Last Wednesday evening I finished my formal training at The Raptor Center. When I first began volunteering at The Raptor Center I joined the transport crew. The transport crew is a group of on call volunteers who are sent out to pick up injured raptors that people find but can not bring in themselves. I really wanted to do education but I was not sure if I could fit it into my work schedule. Since I had already rescued an immature bald eagle on my own, I decided that transport would be a good place to start as a volunteer. However I was not satisfied with just doing transport. I wanted to be more involved then just being an on call volunteer waiting for a phone call so that I could help out, so I asked if I could come in during my on call hours and help out.
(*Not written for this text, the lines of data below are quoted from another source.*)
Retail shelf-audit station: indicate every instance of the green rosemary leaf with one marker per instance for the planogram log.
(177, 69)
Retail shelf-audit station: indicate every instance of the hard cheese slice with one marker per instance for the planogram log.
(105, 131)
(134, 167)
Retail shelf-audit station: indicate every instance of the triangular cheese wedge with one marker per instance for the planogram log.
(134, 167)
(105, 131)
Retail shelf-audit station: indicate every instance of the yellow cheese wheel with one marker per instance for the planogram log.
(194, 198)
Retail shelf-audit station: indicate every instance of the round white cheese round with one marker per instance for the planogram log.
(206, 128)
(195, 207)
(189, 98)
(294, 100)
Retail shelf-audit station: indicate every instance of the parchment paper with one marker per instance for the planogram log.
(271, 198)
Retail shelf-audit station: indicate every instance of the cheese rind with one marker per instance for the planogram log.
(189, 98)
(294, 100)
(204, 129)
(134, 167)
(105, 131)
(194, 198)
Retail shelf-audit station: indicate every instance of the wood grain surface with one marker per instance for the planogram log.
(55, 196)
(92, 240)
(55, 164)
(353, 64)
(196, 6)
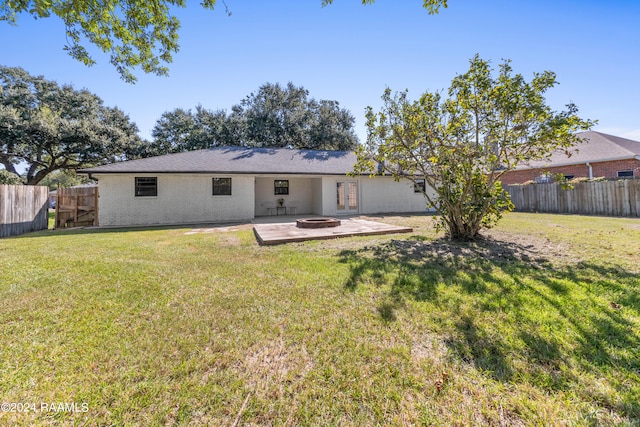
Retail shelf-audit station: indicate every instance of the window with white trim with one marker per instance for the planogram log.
(146, 186)
(281, 186)
(221, 186)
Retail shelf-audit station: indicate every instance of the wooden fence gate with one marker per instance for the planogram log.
(76, 207)
(23, 208)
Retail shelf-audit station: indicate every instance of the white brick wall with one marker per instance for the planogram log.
(187, 198)
(385, 195)
(181, 199)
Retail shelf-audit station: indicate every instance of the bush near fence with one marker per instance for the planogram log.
(607, 198)
(23, 208)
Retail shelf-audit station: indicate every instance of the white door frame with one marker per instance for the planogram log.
(347, 195)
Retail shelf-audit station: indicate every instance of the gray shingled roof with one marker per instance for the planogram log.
(596, 147)
(239, 160)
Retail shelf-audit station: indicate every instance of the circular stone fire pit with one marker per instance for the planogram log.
(317, 222)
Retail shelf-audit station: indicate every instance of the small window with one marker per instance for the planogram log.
(281, 186)
(146, 187)
(221, 186)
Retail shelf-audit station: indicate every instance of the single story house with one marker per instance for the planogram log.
(238, 184)
(599, 155)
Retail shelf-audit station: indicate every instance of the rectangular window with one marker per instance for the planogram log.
(221, 186)
(146, 187)
(281, 186)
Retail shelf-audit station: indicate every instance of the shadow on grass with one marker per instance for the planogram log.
(510, 311)
(61, 232)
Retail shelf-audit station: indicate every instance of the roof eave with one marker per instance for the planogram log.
(582, 162)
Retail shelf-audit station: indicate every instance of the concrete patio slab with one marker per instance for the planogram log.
(285, 232)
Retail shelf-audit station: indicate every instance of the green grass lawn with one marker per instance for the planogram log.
(538, 325)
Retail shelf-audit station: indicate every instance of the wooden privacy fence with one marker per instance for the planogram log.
(609, 198)
(23, 208)
(76, 207)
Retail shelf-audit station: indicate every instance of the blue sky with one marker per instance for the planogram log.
(349, 53)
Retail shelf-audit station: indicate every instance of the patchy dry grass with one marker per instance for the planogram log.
(539, 324)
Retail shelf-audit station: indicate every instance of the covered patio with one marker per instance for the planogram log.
(283, 229)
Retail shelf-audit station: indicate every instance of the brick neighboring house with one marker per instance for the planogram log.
(600, 155)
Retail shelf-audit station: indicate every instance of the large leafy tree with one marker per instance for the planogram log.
(184, 130)
(134, 33)
(49, 127)
(273, 116)
(463, 144)
(277, 116)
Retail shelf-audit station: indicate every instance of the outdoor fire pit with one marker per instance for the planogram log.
(317, 222)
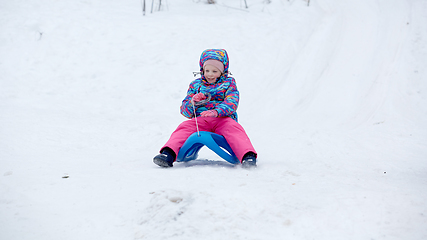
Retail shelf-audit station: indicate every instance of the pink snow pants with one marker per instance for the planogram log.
(232, 131)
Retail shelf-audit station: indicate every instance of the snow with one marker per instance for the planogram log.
(333, 97)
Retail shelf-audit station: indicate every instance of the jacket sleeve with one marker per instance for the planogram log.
(231, 101)
(186, 106)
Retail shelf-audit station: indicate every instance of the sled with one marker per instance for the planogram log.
(215, 142)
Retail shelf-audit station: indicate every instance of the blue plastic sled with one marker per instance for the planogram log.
(213, 141)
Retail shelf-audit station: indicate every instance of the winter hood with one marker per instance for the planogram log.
(217, 54)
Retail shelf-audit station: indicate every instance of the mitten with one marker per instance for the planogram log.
(209, 113)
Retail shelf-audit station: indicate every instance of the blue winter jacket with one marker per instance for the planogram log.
(224, 93)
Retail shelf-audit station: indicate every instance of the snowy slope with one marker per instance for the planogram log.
(333, 97)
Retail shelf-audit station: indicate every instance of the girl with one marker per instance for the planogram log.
(218, 115)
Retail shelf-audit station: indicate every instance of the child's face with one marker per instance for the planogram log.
(211, 73)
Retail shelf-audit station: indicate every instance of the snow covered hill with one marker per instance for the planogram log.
(333, 97)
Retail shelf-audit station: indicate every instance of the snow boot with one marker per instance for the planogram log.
(249, 160)
(165, 158)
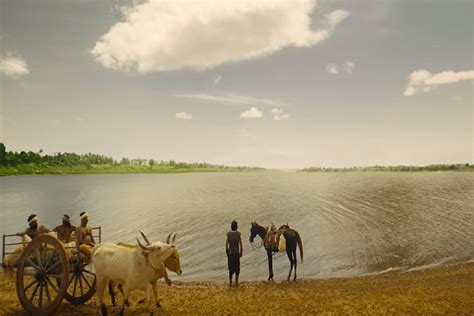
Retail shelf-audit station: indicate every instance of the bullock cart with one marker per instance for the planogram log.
(49, 270)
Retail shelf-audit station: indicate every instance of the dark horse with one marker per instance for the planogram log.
(292, 240)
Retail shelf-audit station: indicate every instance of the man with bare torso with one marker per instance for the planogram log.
(34, 229)
(84, 237)
(66, 231)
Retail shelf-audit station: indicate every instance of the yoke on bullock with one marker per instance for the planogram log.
(132, 266)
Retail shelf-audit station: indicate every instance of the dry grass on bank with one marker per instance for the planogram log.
(444, 290)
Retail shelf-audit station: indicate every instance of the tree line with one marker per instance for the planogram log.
(15, 158)
(433, 167)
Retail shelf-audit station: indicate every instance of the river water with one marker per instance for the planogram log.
(351, 223)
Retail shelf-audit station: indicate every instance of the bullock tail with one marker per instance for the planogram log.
(300, 245)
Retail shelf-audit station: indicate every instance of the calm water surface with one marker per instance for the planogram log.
(350, 223)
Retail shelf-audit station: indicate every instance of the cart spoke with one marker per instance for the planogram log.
(29, 285)
(48, 297)
(80, 285)
(34, 292)
(75, 285)
(41, 294)
(52, 285)
(53, 266)
(30, 262)
(29, 273)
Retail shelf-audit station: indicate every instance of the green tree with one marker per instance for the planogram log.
(2, 154)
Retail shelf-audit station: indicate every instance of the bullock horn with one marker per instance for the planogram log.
(143, 247)
(144, 237)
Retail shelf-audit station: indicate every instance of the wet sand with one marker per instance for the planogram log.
(442, 290)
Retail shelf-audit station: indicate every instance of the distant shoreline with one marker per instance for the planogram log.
(38, 170)
(429, 168)
(441, 290)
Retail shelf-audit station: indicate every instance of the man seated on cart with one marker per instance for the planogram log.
(66, 231)
(84, 237)
(34, 229)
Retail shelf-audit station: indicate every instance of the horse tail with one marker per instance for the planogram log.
(300, 245)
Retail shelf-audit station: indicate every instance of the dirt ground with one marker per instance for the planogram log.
(443, 290)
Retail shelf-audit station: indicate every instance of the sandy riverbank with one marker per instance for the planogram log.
(442, 290)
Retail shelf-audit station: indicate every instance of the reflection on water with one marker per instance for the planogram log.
(350, 223)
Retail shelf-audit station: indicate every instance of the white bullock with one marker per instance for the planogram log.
(132, 267)
(173, 264)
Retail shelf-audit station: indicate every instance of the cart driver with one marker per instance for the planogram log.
(34, 229)
(66, 231)
(84, 236)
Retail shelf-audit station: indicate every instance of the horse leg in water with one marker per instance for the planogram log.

So I ended up as the lobby assistant on Wednesday afternoons greeting people and helping out. However I still wanted to do more. I really enjoy working with the public to educate them about raptors so I asked about moving to the education crew. It took a while but they finally set up an official volunteer training.
The training made for a couple of really long days, work 8 hours, then off to volunteer for about 4 hours, grab a quick bite to eat and then back for about 3 hours of training. It was long but fun and I am very excited to be starting on the education crew. Since Emily had taken over the lobby assistant duties I asked to shadow a tour that Adam was giving. Adam is one of the staff so it was really interesting and informative tagging along on the tour. His back ground is in environmental education and it really showed. This particular tour was for a donor who was adopting our educational barn owl named Whisper. So after the tour Adam gave the donor the special treatment and brought Whisper out so that the group could get a closer look. This gave me the opportunity to get some nice pics.
We don't really have barn owls in Minnesota except for occasional sightings. The winters here are just typically too cold for their liking and there is a lack of old barns to roost in.
Although they are not commonly found in Minnesota the barn owl is found on every continent around the world except Antarctica. There are up to 46 different varieties with the North American version being the largest.
Barn owls are rare in the bird world because the female is actually more colorful then the male. Females typically have more red in the chest area and are more heavily spotted. It is believed that the number of spots indicate the quality of the female to a potential mate.
Barn owls have superb hearing. They have the ability to find their prey better in complete darkness then any other animal tested.Barn owls have a high metabolism and are very efficient at controlling the populations of mice and other rodents. It has been calculated that an average barn owl living 10 years could catch and eat as many as 11,000 mice in its lifetime.